Media Release
05 March 2015
The commemoration of Foundation Day is an important reminder of the long held and close bonds between the Australian mainland and the Territory of Norfolk Island.
Like Australia Day, ANZAC Day and Bounty Day, Foundation Day is another opportunity to pay tribute to those who came before us. So today, we celebrate some of the history which made us who we are.
Today Norfolk Island can boast the ancient heritage of Polynesian settlements, the modern foundations established by the British 227 years ago and the character of many cultures and traditions brought since the third settlement began in 1856.

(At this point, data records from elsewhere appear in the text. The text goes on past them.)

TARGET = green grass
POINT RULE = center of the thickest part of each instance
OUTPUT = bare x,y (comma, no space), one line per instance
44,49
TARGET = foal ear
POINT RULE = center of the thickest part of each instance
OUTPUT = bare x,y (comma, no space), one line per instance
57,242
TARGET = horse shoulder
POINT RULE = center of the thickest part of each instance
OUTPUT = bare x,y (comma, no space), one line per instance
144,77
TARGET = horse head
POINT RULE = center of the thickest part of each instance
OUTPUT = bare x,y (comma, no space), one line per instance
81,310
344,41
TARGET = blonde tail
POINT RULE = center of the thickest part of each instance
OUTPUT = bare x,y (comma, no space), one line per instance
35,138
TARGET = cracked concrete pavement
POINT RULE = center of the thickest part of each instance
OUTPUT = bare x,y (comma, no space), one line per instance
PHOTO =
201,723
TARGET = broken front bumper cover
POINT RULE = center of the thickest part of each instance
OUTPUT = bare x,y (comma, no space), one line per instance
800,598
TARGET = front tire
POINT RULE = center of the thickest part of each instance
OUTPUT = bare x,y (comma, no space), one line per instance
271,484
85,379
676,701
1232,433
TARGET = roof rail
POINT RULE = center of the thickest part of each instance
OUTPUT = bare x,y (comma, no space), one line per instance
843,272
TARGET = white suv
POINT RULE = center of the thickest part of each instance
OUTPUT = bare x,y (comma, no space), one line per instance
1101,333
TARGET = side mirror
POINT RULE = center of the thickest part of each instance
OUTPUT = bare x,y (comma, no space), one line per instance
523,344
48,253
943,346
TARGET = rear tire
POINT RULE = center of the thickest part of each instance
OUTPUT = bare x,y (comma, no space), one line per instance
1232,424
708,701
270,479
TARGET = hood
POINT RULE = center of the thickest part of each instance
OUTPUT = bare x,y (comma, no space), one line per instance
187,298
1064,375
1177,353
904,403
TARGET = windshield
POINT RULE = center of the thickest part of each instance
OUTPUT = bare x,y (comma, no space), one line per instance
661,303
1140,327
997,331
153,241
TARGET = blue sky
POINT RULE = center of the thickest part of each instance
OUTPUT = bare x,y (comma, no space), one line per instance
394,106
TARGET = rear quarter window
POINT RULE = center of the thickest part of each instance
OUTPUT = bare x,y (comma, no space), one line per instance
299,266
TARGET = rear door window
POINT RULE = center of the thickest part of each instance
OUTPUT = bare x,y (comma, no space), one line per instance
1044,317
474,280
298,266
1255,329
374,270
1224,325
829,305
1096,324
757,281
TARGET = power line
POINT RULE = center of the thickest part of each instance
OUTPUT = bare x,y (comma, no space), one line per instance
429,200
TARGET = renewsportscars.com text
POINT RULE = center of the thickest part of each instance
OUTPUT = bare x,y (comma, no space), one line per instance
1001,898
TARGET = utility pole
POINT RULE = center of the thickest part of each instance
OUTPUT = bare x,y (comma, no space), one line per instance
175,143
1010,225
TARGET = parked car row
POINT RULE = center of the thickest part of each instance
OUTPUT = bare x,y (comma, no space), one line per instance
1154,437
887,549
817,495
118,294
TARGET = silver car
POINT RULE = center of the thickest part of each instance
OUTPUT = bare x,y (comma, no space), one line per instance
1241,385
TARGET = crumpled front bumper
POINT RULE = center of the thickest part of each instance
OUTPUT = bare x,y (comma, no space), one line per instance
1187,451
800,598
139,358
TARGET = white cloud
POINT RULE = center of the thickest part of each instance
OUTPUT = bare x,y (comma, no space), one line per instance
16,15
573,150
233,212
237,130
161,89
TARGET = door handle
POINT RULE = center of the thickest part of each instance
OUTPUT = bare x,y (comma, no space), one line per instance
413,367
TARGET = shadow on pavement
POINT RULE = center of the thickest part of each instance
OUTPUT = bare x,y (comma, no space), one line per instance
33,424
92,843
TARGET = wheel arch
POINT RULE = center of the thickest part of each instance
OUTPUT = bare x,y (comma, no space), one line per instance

The arrival of the First Fleet to Norfolk Island under the command of Lt Phillip Gidley King in March 1788 is a story told in Australian primary schools. King raised the flag at Sydney Bay on 6 March 1788 after stepping ashore a few days earlier and travelling across Island from the north coast near Anson Bay.
Over the next three decades a resilient farming settlement was built. The population grew to be similar to today's permanent population of 1360. Norfolk Island provided for the food needs of the growing Sydney Cove settlement on the mainland.
In very short time, land on Norfolk Island was allocated to the farming first families. As free settlers they won arable land from the native vegetation and much of their hard work is still at the heart of farming activities on Norfolk Island today.
The road now called Middlegate has been a thoroughfare since it was established by the hard work of the first families in the time of King. In the 1790s it was known as the Sydney-Phillipsburgh Road connecting the settlement at Sydney, what we now call Kingston, with the equally historic Phillipsburgh settlement near Cascade.
The history of this first European settlement is important to Australia's history and is at the heart of why so many come from the mainland to visit Norfolk Island 227 years after King arrived.
The dozens of first families" names should never be forgotten. They were pioneers of Australia here on Norfolk Island. Many modern day residents of Norfolk Island proudly boast their direct family connection with these pioneers.